Alexandre … Le grand.

Si j’avais eu l’occasion d’écrire à Alexandre Astier avec l’assurance d’être lue, je lui aurais dit …



Cher Monsieur Astier,
Tout d’abord, bonjour. 
Bonjour et merci. Cette lettre n’a autre but que de mettre à votre connaissance le plaisir artistique que vous m’avez procuré au cours de ces années Kaamelott.
Bien sûr, comme tous vos fans, j’ai apprécié de suivre vos histoires, de m’insérer dans les dédales obscures du cerveau fêlé du roi Arthur et de ses « grands » chevaliers de la Table Ronde et aussi d’avoir la possibilité, dans une société plus regardante sur le marketing et la rentabilité, d’assister au nouveau souffle de vie donné à la matière bretonne. 

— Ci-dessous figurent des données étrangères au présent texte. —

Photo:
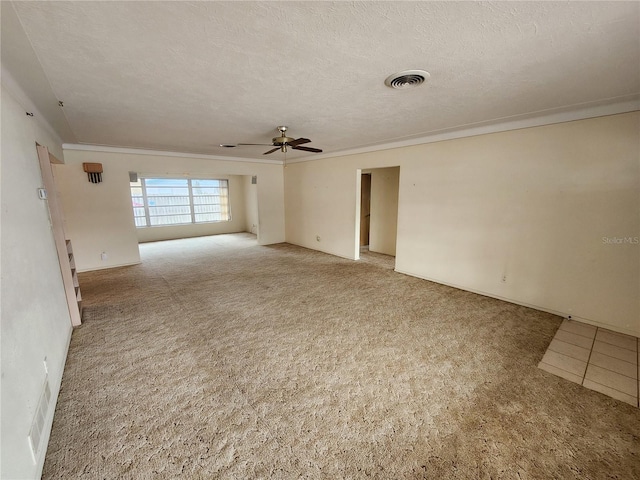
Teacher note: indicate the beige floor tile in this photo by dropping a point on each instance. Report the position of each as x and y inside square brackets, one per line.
[633, 400]
[578, 328]
[615, 365]
[569, 349]
[560, 373]
[564, 362]
[616, 352]
[618, 339]
[612, 380]
[574, 339]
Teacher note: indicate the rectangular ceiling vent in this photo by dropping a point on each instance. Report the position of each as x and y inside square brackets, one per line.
[37, 427]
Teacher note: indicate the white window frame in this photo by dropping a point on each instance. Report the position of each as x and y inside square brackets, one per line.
[224, 204]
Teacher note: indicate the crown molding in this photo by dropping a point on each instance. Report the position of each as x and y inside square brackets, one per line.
[627, 104]
[630, 103]
[139, 151]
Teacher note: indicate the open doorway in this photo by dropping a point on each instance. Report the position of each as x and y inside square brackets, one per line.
[365, 210]
[378, 216]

Termes de Lettres moderniens mis de côtés ( je sais que vous avez tendance à vous méfier de notre littératurité angoissante, englobante et pédante ), je tenais à vous faire savoir, cher Monsieur Astier, que j’ai atteint l’extase en votre compagnie. J’y reviendrai plus tard…
Je pourrais faire une jolie dissertation dont la problématique serait : comment, dans un monde de plus en plus branché sur la couleur du string de Kim Kardashian, Alexandre Astier, compositeur, acteur, scénariste et geek français a-t-il pu, par son décalage, remettre au goût du jour des thèmes qui relèvent purement et simplement l’âme humaine ?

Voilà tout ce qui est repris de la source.